The first hypothesis refers to the relation between NMD efficiency and the resulting dominant-negative effect. Our findings, as well as those of Schwarze et al,7 present evidence of a strong mRNA decay by NMD. If admitted that NMD is rarely, if ever, 100% efficient,13 the pathogenicity of the mutation would be linked to its position. In their study, c.1832_1833delAA and c.555delT mutations occurred in the Gly-X-Y triple-helical domain. If translated, the little remnant peptide could be sufficient to alter the complex post-transductional processes of the type III collagen through a dominant-negative effect. It is also consistent with their findings regarding the c.4294C>T mutation, which result in a truncated peptide (PTC in the last COL3A1 exon). Finally, another explanation is necessary to modelize the effect of the remaining c.413delC mutation. Indeed, this mutation, similar to the c.479dupT mutation reported here, also predicts an absence of the Gly-X-Y major triple-helical domain.
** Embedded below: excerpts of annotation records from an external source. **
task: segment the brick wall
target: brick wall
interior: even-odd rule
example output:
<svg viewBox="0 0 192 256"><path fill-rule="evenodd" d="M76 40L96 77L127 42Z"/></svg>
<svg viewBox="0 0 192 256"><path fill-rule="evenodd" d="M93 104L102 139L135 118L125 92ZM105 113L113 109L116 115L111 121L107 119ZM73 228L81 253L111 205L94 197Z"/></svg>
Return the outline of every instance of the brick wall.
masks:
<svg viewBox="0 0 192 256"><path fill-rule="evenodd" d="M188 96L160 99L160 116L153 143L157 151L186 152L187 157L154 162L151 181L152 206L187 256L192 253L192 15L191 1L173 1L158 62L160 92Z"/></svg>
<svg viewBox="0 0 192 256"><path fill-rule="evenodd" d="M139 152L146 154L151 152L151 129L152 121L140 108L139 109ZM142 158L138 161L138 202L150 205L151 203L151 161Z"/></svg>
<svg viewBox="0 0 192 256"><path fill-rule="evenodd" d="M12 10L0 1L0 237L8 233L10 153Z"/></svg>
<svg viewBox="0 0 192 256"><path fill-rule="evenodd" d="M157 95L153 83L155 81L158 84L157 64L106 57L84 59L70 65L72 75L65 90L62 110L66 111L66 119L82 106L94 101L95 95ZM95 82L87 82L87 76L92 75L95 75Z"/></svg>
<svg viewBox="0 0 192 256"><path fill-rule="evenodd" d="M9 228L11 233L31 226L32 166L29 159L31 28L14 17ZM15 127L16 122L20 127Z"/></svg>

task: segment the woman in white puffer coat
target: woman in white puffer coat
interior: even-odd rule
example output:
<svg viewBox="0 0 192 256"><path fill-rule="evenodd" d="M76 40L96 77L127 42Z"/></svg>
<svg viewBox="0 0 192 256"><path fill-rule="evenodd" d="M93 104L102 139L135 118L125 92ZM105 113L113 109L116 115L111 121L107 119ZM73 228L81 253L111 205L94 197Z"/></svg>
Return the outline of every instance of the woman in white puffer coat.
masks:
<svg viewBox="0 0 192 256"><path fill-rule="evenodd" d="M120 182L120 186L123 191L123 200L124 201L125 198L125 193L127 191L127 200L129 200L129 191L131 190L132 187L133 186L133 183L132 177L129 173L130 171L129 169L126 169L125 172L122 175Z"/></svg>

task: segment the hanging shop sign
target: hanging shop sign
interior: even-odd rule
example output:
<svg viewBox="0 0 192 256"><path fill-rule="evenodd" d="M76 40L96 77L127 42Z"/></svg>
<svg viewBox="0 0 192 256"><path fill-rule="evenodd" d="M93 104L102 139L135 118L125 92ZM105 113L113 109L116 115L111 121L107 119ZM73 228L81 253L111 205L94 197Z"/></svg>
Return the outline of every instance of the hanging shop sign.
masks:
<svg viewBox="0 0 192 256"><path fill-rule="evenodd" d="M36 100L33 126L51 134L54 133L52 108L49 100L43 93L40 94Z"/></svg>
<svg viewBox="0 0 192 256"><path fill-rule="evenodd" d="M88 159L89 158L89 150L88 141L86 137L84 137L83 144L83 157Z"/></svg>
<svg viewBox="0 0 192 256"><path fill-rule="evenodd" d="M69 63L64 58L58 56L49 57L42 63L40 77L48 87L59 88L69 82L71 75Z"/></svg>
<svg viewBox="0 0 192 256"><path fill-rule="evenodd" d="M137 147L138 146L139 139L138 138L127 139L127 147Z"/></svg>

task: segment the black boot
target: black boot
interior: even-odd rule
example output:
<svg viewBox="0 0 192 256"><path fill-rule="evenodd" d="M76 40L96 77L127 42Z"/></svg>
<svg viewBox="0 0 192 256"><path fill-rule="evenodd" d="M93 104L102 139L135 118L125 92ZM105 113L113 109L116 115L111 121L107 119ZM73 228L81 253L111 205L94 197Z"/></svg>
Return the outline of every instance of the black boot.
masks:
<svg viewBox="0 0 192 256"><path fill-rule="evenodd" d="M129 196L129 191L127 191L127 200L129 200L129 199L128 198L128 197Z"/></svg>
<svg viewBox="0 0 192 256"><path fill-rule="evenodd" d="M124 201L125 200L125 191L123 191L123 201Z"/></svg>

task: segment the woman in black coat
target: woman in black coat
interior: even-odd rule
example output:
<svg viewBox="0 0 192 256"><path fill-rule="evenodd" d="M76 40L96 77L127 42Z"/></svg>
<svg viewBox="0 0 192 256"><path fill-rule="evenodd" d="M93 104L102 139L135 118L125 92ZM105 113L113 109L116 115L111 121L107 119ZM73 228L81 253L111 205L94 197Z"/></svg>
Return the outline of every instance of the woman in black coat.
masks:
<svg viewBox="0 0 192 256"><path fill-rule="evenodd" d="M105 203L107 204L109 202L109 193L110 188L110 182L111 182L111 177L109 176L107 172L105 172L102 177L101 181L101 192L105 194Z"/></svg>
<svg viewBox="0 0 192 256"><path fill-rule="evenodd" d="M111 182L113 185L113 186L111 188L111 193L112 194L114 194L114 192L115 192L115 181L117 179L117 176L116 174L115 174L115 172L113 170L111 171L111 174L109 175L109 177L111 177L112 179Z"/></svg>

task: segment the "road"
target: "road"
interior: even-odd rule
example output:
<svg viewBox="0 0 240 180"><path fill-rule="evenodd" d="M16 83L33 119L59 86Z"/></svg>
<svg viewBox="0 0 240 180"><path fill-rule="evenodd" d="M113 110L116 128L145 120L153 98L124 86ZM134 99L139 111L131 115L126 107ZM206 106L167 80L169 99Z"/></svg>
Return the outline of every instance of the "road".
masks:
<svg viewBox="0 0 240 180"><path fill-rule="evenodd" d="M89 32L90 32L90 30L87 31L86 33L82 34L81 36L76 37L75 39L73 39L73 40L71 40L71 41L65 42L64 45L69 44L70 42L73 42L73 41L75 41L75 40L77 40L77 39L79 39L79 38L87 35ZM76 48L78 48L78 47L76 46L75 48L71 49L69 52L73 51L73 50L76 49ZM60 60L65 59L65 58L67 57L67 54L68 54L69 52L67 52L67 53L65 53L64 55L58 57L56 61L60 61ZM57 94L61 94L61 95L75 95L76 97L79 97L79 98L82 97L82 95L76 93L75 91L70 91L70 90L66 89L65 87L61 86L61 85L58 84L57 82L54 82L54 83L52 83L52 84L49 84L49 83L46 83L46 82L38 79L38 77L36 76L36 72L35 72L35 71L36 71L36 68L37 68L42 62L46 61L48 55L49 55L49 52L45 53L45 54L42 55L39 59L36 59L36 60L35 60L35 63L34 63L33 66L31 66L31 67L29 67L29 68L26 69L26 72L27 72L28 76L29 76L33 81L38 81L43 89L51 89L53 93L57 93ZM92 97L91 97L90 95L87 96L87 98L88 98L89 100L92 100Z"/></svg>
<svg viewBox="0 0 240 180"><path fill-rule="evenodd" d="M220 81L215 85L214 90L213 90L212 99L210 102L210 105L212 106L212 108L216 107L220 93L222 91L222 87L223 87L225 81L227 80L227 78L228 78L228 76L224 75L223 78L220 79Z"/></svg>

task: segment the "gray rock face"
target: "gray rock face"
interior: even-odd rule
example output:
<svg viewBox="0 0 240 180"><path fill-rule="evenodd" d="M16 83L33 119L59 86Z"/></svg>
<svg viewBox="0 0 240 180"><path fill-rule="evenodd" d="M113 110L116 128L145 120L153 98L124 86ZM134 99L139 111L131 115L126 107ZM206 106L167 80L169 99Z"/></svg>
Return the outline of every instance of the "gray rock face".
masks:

However, c.413delC also disrupts the Gly-X-Y repeats of the minor triple-helical domain of the N-telopeptide, which is known to be required for N-terminal proteinase recognition and cleaving.14 This is not the case with c.479dupT, which occurs in the microunfolding region (last part of the N-terminal domain). c.413delC could thus lead to a stronger interference with N-propeptide removal and this may explain the phenotype discordances.

The second hypothesis would be that (a) modifier gene(s)/factor(s) confer(s) a protective effect in the family described here. Such a mechanism has been documented to explain the marked variability of symptoms in other diseases. For example, for a same mutation in the COL7A1 gene, different alleles of a frequent functional variant in the gene encoding the matrix-metalloproteinase 1 (also known as collagenase) have been described to produce different forms of recessive dystrophic epidermolysis bullosa.15 Such modifier genes could also support the marked variability observed in some vascular EDS pedigrees and in the discrepancy between haploinsufficiency consequences in the Schwarze study and in ours. Cis-acting elements could be more easily identified if there is a correlation between phenotype and variations in the expression of the wild-type allele. However, up to now, we have had no fibroblast cultures of the clinically unaffected heterozygous parents. It is interesting that these two hypotheses are not exclusive. Recently, NMD efficiency has been shown to vary between cell types, tissues and individuals with the growing idea that the NMD pathway could act as a modulator of genetic disease severity.16

The mechanisms by which mutations in the COL3A1 gene produce diseases are still poorly understood. So far, all the mutations reported in COL3A1 have been linked to an autosomal dominant pathway of inheritance. For the first time, we have described herein a recessive EDS case caused by an autozygous nonsense mutation in the COL3A1 gene. This observation opens up new perspectives for genotype–phenotype correlations. Understanding why heterozygosity for a COL3A1 null allele can result in an apparently normal phenotype in a mouse and, here, in humans could offer seductive therapy perspectives for this life-threatening disease.